Relative States: Robert Manne and Anne Manne
As part of our Relative States series, we’re presenting two formidable Melbourne intellectuals, who also happen to be married: Anne and Robert Manne.
Anne is a journalist, social philosopher and memoirist, who has served as a columnist for the Age and the Australian. Robert Manne is an emeritus professor of politics at La Trobe University and – as an author, media commentator and essayist – has one of the most well-known bylines in Australian journalism.
In conversation with Melbourne broadcaster Alicia Sometimes, the pair will discuss where their influences, processes and interests converge. Do tensions emerge when domestic and professional worlds intersect? Can these tensions be productive? And what have they learned, as writers and thinkers, from each other?
Robert Manne’s many books include Making Trouble and The Words That Made Australia (as co-editor). He is the author of three Quarterly Essays, In Denial, Sending Them Home and Bad News. He is a Vice-Chancellor's Fellow at La Trobe University.

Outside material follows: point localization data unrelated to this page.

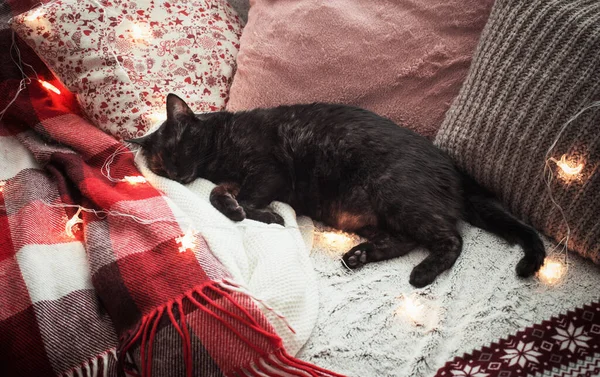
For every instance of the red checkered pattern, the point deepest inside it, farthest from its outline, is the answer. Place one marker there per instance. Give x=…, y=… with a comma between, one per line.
x=116, y=294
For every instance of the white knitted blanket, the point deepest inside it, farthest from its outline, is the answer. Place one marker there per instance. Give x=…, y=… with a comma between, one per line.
x=271, y=261
x=366, y=329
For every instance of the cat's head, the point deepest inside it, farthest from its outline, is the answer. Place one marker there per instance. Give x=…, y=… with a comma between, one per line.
x=174, y=150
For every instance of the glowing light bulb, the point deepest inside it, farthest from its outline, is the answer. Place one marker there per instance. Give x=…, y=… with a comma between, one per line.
x=134, y=179
x=35, y=15
x=72, y=222
x=139, y=32
x=411, y=308
x=338, y=240
x=552, y=271
x=567, y=168
x=187, y=241
x=49, y=86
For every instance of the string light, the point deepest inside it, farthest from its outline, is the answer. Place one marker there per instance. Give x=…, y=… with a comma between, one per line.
x=554, y=268
x=49, y=86
x=552, y=271
x=568, y=169
x=134, y=179
x=338, y=241
x=187, y=241
x=35, y=15
x=72, y=222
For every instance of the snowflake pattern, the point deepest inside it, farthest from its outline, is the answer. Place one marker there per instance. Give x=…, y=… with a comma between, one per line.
x=469, y=371
x=571, y=338
x=521, y=354
x=123, y=57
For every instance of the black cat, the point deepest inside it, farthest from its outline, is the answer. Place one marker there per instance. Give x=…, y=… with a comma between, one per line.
x=344, y=166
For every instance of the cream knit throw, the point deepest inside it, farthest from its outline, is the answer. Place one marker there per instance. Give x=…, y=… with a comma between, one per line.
x=270, y=261
x=537, y=65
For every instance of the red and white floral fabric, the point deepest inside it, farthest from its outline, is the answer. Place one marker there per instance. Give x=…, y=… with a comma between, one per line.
x=123, y=57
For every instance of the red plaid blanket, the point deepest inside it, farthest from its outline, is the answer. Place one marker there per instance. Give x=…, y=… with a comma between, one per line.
x=95, y=277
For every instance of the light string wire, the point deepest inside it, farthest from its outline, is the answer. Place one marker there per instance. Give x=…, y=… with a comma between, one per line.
x=548, y=176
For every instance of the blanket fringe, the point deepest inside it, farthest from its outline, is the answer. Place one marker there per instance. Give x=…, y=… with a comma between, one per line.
x=102, y=365
x=278, y=364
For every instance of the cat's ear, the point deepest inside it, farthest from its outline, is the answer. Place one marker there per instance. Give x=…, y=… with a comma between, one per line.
x=176, y=107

Anne Manne is a Melbourne writer. She has been a regular columnist for The Australian and the Age. More recently, her essays on contemporary culture such as child abuse, pornography, gendercide and disability have all appeared in The Monthly magazine.

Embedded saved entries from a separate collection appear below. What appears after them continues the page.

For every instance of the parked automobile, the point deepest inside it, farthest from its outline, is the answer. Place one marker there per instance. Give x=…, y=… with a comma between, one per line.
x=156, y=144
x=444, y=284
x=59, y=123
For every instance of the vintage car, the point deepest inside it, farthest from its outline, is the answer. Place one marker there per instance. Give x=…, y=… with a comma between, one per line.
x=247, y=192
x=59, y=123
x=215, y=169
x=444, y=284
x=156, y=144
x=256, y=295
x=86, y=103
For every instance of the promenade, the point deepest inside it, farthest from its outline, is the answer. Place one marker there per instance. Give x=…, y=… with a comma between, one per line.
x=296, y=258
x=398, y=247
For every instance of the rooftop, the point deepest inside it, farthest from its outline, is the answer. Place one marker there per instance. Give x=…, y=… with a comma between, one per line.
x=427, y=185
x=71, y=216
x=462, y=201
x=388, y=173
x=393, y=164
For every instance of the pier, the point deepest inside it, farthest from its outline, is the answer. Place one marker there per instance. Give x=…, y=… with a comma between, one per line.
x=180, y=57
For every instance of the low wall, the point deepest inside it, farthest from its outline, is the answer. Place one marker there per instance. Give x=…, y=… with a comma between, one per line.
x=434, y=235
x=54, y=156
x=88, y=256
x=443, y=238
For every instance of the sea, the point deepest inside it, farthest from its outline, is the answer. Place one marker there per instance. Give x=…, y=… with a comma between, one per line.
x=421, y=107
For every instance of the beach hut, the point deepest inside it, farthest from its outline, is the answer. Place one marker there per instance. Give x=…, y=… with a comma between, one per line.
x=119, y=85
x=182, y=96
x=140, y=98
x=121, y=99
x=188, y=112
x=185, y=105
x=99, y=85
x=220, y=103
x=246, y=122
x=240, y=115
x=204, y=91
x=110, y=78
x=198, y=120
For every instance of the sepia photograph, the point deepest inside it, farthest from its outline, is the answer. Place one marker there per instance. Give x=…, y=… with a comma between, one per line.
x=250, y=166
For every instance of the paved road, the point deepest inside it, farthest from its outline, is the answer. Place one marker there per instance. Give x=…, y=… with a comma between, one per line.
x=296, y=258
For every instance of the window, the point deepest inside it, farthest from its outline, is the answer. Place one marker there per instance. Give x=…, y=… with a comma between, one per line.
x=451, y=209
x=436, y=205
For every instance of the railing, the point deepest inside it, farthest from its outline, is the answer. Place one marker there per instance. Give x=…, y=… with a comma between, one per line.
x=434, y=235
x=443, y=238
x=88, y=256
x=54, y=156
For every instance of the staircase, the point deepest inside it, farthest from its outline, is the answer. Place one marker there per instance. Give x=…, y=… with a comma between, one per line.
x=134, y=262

Alicia Sometimes is an Australian writer and broadcaster. She has performed her spoken word and poetry at many venues, festivals and events around the world. Her poems have been in Best Australian Science Writing, Best Australian Poems, Overland, Southerly, Meanjin, the Age, ABC TV's Sunday Arts and more. She is a co-host of the Outer Sanctum podcast (ABC podcasts and radio).